Si noti poi che le cantiche incominciarono a essere commentate prima ancora della conclusione dell’opera: sicché i primi commenti si fermano all’Inferno o al Purgatorio. Interessante anche la distribuzione geografica dei commenti. Perché se le Chiose di Jacopo, figlio di Dante, sono evidentemente «fuori concorso» (1322), vengono primi i commenti bolognesi come quello di Graziolo de’ Bambaglioli, in latino, del 1324, subito seguito da Giacomo d e l l a Lana (1324-1328), il primo a commentare le tre cantiche, e forse il più importante di tutti, mentre quelli fiorentini subentrano solo in un secondo tempo: al 1333-40 risale l’Ottimo, forse da identificare con Andrea Lancia, autore di un altro commento del 1341-1343; infine il Comentarium di Pietro, altro figlio di Dante, è del 1340 circa.

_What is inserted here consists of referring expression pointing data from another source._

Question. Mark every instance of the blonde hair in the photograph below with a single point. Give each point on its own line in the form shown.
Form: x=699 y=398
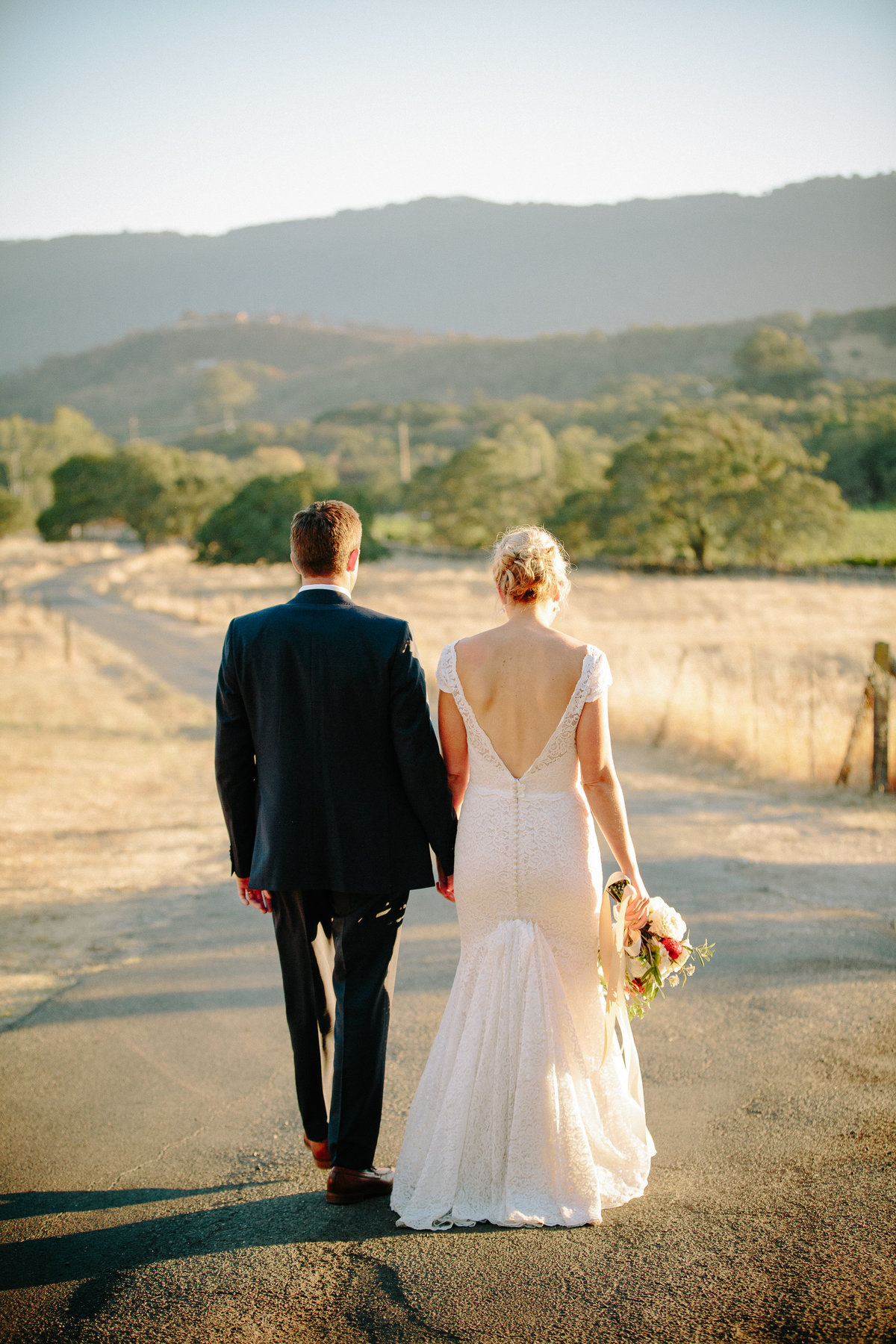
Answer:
x=528 y=564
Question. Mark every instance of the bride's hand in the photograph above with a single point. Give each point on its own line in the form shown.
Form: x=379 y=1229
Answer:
x=637 y=907
x=445 y=886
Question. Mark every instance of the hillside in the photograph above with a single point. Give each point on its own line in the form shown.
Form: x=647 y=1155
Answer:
x=301 y=371
x=470 y=267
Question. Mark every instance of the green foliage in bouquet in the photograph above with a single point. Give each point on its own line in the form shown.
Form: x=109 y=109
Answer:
x=650 y=980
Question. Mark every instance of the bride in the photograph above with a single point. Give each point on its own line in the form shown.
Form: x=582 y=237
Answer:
x=516 y=1120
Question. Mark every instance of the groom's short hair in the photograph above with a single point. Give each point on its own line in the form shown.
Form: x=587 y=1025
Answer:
x=324 y=535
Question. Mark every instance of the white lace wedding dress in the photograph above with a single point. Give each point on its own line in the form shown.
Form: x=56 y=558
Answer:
x=514 y=1121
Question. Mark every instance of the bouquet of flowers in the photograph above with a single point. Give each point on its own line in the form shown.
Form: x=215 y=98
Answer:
x=657 y=954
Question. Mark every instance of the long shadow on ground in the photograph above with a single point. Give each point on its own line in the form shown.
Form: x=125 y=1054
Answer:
x=279 y=1221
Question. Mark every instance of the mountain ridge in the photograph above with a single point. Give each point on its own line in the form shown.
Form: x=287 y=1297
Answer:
x=464 y=265
x=304 y=370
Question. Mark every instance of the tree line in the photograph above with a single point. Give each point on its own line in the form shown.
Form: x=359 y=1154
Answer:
x=755 y=470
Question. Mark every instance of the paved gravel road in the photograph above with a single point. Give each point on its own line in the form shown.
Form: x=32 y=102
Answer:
x=158 y=1187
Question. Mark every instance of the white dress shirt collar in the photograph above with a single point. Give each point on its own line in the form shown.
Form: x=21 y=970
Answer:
x=331 y=588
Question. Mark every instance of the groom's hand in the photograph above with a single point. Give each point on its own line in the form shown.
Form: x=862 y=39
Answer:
x=252 y=897
x=445 y=885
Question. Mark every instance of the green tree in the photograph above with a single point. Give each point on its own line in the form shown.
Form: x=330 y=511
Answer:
x=13 y=512
x=719 y=488
x=773 y=361
x=160 y=492
x=31 y=450
x=254 y=526
x=494 y=483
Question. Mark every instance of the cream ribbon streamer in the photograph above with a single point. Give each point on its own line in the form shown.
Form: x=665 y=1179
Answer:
x=612 y=941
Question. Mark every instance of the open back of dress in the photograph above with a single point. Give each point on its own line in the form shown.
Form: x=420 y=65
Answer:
x=514 y=1121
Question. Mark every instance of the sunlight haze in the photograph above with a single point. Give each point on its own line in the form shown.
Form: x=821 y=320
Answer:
x=206 y=116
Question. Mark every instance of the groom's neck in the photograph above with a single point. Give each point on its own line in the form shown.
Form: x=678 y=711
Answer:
x=343 y=579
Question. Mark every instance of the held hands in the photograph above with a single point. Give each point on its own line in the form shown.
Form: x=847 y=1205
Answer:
x=252 y=897
x=445 y=885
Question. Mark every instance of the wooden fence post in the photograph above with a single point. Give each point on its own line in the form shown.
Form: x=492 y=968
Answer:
x=880 y=685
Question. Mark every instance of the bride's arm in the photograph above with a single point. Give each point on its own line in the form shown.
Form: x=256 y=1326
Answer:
x=453 y=738
x=603 y=792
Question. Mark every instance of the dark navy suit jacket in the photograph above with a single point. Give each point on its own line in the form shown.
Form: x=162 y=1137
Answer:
x=328 y=769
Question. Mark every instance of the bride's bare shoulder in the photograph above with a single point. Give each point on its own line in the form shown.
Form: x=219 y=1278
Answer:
x=476 y=648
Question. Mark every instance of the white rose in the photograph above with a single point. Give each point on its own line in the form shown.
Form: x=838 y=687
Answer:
x=664 y=921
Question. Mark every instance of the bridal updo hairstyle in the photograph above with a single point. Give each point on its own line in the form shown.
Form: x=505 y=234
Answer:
x=324 y=535
x=529 y=564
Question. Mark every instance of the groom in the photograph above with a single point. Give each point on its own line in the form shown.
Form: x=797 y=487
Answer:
x=334 y=791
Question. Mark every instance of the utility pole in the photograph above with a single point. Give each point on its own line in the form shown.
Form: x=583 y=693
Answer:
x=403 y=453
x=880 y=682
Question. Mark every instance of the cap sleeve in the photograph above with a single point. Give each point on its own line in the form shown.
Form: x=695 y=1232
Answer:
x=600 y=678
x=447 y=671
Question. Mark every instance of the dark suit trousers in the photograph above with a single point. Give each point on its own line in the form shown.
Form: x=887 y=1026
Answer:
x=361 y=932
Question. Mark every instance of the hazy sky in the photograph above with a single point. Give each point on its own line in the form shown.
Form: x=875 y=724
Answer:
x=206 y=114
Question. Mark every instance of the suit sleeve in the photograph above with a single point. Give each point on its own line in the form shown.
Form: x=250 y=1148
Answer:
x=235 y=762
x=418 y=753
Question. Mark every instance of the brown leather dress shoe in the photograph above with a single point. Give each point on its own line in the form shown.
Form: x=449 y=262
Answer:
x=320 y=1152
x=348 y=1187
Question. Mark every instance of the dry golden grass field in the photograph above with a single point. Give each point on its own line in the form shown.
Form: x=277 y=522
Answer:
x=105 y=793
x=765 y=673
x=109 y=812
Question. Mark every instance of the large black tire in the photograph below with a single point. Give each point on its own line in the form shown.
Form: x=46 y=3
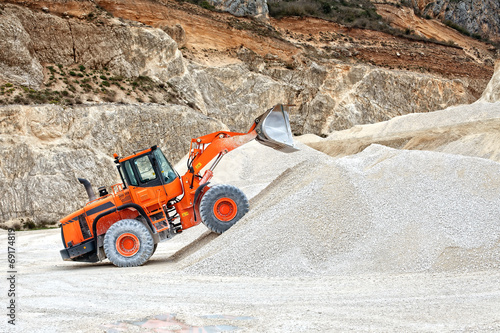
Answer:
x=128 y=243
x=222 y=206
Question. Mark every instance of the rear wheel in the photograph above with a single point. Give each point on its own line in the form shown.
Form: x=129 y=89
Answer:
x=222 y=206
x=128 y=243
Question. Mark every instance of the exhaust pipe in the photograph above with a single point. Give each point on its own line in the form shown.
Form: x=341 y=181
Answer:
x=88 y=188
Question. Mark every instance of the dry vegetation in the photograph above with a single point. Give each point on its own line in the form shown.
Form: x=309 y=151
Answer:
x=76 y=84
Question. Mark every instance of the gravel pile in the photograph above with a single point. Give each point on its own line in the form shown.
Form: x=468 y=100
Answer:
x=382 y=210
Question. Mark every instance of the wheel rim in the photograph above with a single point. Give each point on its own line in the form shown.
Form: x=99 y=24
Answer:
x=127 y=244
x=225 y=209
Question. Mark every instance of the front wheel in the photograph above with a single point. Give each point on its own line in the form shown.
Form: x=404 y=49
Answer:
x=222 y=206
x=128 y=243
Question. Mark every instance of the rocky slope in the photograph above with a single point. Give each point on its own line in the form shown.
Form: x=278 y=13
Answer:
x=45 y=149
x=254 y=8
x=471 y=130
x=477 y=17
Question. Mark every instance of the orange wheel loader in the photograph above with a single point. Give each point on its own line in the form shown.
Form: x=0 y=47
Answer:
x=154 y=203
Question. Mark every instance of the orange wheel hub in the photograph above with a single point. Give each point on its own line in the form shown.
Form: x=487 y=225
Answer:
x=127 y=244
x=225 y=209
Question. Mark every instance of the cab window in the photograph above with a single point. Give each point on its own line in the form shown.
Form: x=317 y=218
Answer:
x=130 y=174
x=165 y=168
x=145 y=168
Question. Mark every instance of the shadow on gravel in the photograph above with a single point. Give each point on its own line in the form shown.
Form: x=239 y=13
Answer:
x=187 y=250
x=169 y=323
x=184 y=252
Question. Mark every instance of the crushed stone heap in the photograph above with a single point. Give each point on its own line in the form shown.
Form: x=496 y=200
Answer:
x=380 y=211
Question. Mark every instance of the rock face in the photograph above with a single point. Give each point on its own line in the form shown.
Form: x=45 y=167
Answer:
x=470 y=130
x=45 y=149
x=255 y=8
x=330 y=97
x=126 y=50
x=492 y=92
x=478 y=17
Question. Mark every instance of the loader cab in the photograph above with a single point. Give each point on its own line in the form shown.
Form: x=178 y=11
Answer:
x=148 y=168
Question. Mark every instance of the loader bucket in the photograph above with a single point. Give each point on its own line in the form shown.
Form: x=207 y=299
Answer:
x=273 y=129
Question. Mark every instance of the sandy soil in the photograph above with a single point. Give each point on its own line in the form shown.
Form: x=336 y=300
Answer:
x=56 y=296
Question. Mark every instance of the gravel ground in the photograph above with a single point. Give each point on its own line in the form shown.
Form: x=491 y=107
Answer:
x=383 y=241
x=56 y=296
x=382 y=211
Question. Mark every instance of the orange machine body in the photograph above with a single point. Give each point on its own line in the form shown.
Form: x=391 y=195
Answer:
x=151 y=191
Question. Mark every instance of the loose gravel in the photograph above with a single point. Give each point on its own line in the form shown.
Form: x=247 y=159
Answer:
x=380 y=211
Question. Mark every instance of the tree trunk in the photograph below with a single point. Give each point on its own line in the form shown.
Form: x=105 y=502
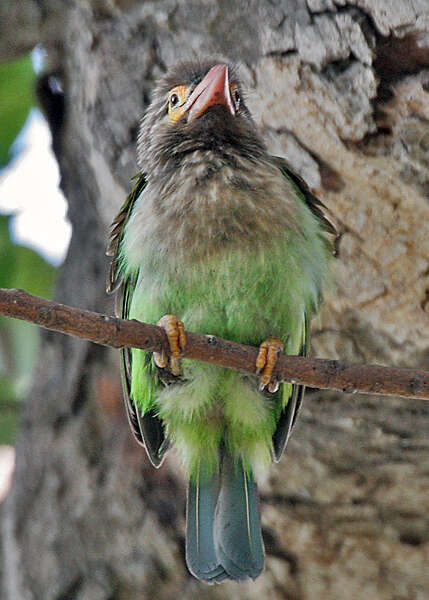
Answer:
x=341 y=89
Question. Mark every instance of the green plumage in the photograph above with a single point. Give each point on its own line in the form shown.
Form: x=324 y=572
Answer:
x=232 y=242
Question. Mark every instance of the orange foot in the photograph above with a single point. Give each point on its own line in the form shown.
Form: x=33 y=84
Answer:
x=265 y=363
x=175 y=331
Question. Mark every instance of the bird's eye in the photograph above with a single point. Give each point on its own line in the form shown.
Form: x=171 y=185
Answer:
x=174 y=100
x=236 y=97
x=176 y=103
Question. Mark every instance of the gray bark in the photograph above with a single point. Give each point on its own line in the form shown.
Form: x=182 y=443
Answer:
x=341 y=88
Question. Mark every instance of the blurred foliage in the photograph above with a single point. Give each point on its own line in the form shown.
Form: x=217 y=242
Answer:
x=17 y=80
x=23 y=268
x=19 y=266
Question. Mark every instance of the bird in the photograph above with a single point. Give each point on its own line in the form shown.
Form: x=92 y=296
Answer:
x=220 y=236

Non c’è poi da stupirsi se i commenti bolognesi hanno un carattere più dottrinale, consapevole del sapere universitario, mentre quelli fiorentini sono più attenti allo stile e ai contenuti narrativi. È certo che l’Ottimo, sia o no da identificare con Andrea Lancia, ha già in programma di offrire una summa di quanto hanno detto i principali commenti a lui anteriori.

E lo stesso Ottimo (o Andrea Lancia) può perfino appellarsi ad affermazioni di Dante stesso, per esempio in questa luminosa frase: «Io scrittore udii dire a Dante, che mai rima nol trasse a dire altro che quello ch’avea in suo proponimento; ma ch’elli molte e spesse volte facea li vocaboli dire nelle sue rime altro che quello, ch’erano appo gli altri dicitori usati di sprimere» . Dunque, nessuna licenza poetica, ma la capacità di estrarre dalle parole significati nuovi: insomma, l’uso creativo della rima. È proprio quanto un grande critico come Ernesto G. Parodi avrebbe dimostrato ampiamente sei secoli dopo.